The causes of iron deficiency are a little more complicated than just your diet. Whilst you can adjust your diet to include more iron-filled foods such as beans, nuts, dried fruit and wholegrains (if you are pregnant, this might be something your GP has already suggested) there is little evidence to show that it is your diet causing the deficiency. In fact, it is most likely to do with an inability to absorb enough iron from the food you're eating. This is linked to intestinal disorder, especially if you've had surgery.
The most common cause for iron deficiency is blood loss, and that's why there is such a strong link with women who suffer from heavy periods.
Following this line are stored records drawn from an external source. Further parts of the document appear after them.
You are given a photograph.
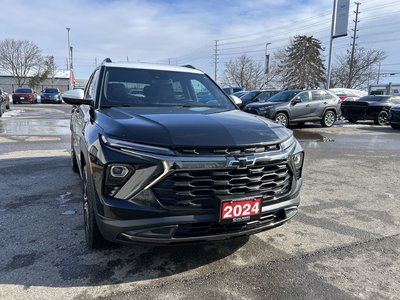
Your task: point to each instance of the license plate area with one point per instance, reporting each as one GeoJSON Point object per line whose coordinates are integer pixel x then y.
{"type": "Point", "coordinates": [240, 210]}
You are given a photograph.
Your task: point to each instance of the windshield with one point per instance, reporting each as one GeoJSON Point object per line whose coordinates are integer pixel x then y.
{"type": "Point", "coordinates": [140, 88]}
{"type": "Point", "coordinates": [284, 96]}
{"type": "Point", "coordinates": [51, 91]}
{"type": "Point", "coordinates": [250, 95]}
{"type": "Point", "coordinates": [24, 91]}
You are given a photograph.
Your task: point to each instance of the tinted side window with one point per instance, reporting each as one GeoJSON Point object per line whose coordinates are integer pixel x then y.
{"type": "Point", "coordinates": [317, 95]}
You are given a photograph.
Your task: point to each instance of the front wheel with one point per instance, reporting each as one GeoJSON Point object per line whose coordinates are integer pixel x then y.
{"type": "Point", "coordinates": [328, 119]}
{"type": "Point", "coordinates": [282, 119]}
{"type": "Point", "coordinates": [381, 118]}
{"type": "Point", "coordinates": [94, 239]}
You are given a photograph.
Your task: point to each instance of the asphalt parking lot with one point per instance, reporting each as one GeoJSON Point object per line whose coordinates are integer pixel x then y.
{"type": "Point", "coordinates": [343, 244]}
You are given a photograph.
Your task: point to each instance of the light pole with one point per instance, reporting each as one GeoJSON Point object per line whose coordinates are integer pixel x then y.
{"type": "Point", "coordinates": [69, 59]}
{"type": "Point", "coordinates": [266, 64]}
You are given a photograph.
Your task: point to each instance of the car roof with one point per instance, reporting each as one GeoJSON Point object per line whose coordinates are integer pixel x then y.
{"type": "Point", "coordinates": [147, 66]}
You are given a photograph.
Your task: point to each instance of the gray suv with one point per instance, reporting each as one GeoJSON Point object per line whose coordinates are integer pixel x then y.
{"type": "Point", "coordinates": [299, 106]}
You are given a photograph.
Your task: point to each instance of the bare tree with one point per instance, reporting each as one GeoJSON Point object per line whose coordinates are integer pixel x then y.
{"type": "Point", "coordinates": [19, 58]}
{"type": "Point", "coordinates": [243, 72]}
{"type": "Point", "coordinates": [364, 64]}
{"type": "Point", "coordinates": [301, 64]}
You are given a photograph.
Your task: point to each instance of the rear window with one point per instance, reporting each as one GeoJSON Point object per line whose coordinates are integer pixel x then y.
{"type": "Point", "coordinates": [250, 95]}
{"type": "Point", "coordinates": [24, 91]}
{"type": "Point", "coordinates": [51, 91]}
{"type": "Point", "coordinates": [141, 87]}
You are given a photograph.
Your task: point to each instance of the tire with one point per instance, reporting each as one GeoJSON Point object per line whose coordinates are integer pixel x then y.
{"type": "Point", "coordinates": [75, 166]}
{"type": "Point", "coordinates": [328, 119]}
{"type": "Point", "coordinates": [282, 119]}
{"type": "Point", "coordinates": [94, 239]}
{"type": "Point", "coordinates": [382, 118]}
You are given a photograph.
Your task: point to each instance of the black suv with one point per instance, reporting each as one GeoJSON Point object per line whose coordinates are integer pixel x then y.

Other causes relating to both sexes might be internal blood loss through peptic ulcer, a hiatal hernia, a colon polyp or colorectal cancer, all linked to your intestines.
When pregnant, your body needs that extra iron supply to ensure your baby is getting all the necessary oxygen and nutrients, not to mention the best blood supply possible.
Some individuals will develop iron deficiency anaemia if they have chronic kidney disease (CKD). In terms of inflammatory bowel disease (IBD), this condition causes swelling in the digestive system and is another strong cause of ID. Other related conditions include oesophagitis, schistosomiasis and haematuria (although this is rare).
Iron deficiency does have a range of causes that can often go undetected. However, if you're experiencing these symptoms, there are treatments and supplements available to help, so speak to your doctor about the options.